Using unsafePerformIO to nevertheless fit a dependency on state in such
a function, like you did, is extremely dangerous. First of all,
the interface to quick_ppm makes absolutely no guarantee regarding the
order in which the colors of the different pixels will be evaluated;
after all, it simply shouldn't matter. Second, and worse, a function
such as pcol risks breaking compiler optimisations that rely on its
purity. The fact that your current program actually happens to work
(if it does) is simply a stroke of luck.

The bottom-line is: the quick_ppm interface is simply too restrictive to
implement your algorithm. You'll have to either
 - Find another function in the library with a more flexible type.
 - Drop the optimisation and search the whole primes list from the
   beginning every time (urk!).

As for the proper use of unsafePerformIO:

Referential transparency (the fact that a function, called with the
same arguments, will always produce the same result) is not just a
safety restriction; it's a fundamental part of the semantics of
Haskell, and compilers rely heavily on it.
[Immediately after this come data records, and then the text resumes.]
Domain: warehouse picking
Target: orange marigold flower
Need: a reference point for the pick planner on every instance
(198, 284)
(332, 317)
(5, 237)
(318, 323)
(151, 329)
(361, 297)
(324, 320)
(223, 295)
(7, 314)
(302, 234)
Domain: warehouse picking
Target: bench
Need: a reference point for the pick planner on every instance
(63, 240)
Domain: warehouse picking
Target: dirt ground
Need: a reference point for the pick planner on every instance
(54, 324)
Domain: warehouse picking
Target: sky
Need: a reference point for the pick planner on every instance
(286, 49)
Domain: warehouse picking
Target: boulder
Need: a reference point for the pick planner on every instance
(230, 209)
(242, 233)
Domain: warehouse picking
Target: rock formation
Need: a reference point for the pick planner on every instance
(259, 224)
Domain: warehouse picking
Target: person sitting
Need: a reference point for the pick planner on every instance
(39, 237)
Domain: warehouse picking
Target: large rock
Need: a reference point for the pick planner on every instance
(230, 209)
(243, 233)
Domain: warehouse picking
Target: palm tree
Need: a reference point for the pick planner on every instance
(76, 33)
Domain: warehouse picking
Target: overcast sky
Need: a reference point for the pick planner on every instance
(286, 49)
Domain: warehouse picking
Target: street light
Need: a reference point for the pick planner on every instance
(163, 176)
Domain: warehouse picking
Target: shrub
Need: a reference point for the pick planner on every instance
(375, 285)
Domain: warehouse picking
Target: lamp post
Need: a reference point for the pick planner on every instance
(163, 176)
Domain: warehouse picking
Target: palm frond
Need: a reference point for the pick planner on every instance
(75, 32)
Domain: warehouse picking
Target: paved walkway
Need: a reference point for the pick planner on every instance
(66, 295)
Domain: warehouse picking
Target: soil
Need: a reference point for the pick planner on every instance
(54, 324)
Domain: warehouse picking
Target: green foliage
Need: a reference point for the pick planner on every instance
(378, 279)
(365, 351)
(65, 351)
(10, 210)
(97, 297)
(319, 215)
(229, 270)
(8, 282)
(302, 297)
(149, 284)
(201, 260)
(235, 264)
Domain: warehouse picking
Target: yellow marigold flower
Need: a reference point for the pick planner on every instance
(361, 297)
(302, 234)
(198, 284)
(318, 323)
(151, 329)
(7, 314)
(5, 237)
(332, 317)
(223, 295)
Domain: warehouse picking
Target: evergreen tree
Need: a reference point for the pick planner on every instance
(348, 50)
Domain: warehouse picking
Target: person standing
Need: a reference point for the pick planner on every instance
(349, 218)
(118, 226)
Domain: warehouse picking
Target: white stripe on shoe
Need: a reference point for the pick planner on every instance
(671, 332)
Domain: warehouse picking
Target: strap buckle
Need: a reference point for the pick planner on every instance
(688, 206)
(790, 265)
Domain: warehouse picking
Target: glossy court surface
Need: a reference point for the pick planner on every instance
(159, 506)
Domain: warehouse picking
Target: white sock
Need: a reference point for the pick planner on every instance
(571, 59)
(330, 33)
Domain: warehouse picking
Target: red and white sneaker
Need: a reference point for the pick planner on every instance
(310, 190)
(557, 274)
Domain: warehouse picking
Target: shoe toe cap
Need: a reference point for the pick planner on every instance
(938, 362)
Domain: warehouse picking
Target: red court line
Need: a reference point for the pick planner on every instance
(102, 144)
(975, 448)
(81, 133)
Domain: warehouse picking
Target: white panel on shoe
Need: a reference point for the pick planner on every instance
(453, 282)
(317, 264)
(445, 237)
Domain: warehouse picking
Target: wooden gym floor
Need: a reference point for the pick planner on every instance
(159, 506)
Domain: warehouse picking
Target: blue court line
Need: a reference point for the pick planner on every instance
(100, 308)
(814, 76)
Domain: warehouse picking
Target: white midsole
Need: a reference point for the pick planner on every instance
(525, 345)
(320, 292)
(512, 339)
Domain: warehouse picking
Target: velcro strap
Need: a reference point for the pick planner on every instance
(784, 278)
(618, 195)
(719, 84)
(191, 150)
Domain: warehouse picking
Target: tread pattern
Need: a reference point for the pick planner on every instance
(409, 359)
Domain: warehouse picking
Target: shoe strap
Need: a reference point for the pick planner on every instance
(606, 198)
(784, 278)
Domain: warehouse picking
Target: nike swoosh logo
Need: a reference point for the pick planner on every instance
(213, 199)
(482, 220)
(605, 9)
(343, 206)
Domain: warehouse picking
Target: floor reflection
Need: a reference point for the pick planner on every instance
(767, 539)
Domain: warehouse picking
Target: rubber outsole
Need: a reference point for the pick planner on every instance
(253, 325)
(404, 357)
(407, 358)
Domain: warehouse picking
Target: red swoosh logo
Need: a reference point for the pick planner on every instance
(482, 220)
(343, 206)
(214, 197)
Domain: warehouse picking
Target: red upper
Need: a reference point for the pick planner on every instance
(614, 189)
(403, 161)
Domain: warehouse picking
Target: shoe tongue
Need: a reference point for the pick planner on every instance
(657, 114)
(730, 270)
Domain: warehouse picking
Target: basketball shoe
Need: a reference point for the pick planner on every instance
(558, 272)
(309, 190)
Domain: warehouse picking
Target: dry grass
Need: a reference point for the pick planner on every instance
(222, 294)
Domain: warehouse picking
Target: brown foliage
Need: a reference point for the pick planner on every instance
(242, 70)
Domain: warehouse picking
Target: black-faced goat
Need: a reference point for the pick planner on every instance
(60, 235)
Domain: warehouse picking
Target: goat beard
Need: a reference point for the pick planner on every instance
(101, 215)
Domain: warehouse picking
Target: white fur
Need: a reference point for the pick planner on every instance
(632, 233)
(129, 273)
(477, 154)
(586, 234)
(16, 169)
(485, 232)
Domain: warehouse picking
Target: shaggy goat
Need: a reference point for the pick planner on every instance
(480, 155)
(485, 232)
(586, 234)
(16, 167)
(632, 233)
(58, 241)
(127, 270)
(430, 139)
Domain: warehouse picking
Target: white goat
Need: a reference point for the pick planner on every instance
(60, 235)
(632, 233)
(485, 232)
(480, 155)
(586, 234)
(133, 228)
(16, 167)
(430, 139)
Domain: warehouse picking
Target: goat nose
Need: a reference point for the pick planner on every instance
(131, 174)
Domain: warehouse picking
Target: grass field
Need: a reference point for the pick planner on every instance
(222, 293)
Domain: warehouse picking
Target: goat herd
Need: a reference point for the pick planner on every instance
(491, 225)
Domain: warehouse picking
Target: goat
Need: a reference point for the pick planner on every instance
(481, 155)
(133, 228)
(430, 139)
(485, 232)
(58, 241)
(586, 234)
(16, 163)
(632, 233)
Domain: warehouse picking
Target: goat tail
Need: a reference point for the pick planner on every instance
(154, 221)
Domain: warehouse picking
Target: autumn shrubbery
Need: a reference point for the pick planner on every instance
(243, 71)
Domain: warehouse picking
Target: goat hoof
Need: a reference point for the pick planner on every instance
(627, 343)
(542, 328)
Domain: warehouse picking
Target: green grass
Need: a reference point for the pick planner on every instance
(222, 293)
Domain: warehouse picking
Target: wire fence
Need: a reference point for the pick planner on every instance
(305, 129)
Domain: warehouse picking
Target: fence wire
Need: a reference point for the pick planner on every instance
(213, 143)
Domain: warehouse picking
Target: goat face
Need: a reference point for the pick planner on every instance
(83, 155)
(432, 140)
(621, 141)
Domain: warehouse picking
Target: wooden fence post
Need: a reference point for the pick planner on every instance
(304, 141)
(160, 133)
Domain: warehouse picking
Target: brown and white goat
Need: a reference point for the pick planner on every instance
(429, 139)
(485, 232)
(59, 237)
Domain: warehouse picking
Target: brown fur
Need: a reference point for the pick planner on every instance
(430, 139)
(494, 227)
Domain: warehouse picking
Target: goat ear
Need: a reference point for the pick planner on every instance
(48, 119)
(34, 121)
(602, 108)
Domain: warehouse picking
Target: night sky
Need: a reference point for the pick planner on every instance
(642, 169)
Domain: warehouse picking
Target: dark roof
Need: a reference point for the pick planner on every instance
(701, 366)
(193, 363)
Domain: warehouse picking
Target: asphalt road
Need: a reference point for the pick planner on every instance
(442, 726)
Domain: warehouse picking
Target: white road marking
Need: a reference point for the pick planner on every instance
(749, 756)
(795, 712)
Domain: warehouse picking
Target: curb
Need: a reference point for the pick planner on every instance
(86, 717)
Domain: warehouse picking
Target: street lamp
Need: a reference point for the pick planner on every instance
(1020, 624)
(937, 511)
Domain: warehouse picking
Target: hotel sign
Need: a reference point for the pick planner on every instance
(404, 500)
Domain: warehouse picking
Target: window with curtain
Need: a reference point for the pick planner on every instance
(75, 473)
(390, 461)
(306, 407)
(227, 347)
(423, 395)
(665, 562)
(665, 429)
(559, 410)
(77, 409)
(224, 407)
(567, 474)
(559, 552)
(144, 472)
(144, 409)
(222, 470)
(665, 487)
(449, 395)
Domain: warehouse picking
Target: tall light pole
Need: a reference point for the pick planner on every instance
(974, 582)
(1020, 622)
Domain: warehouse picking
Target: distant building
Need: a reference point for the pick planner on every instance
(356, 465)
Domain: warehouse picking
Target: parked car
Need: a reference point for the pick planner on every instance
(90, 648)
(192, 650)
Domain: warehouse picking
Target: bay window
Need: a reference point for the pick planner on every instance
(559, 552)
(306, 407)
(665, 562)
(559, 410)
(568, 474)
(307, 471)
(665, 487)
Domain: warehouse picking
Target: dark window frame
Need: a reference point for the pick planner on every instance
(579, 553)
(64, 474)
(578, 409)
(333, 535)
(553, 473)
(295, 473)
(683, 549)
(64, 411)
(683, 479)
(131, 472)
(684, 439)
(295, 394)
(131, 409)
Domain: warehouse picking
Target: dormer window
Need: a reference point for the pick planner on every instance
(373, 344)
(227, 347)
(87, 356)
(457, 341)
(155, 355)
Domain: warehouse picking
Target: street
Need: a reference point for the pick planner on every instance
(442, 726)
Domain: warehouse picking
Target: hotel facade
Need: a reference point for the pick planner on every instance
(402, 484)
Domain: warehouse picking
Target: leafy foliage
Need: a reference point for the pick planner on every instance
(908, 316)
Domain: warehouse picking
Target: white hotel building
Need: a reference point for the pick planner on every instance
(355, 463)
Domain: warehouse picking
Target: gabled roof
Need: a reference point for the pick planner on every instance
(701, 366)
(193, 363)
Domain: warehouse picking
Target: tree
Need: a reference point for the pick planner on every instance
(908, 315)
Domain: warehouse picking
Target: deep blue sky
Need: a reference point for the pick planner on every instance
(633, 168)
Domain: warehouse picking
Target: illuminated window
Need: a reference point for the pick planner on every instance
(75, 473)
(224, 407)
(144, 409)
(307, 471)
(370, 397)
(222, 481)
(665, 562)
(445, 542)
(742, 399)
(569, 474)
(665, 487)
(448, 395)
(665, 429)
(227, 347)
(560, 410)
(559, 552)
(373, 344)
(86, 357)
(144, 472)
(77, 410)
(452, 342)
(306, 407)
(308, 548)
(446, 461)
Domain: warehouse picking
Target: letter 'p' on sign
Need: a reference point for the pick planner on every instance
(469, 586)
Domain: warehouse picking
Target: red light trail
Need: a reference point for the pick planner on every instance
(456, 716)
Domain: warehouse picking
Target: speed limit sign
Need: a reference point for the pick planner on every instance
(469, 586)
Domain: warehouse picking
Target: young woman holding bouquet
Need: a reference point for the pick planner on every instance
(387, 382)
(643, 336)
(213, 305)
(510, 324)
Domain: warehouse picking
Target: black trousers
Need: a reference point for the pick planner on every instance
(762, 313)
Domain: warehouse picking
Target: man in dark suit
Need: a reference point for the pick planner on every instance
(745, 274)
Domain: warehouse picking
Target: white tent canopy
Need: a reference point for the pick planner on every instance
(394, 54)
Using unsafePerformIO to
create an unpure function means breaking the language's semantics, which
will result in misbehaving or segfaulting code.

So that's definitely not what unsafePerformIO is for. You should instead
only use it when you can _prove_ that the resulting function will
actually be referentially transparent, i.e. whatever side-effects it
uses are purely local and don't affect the rest of the program at all.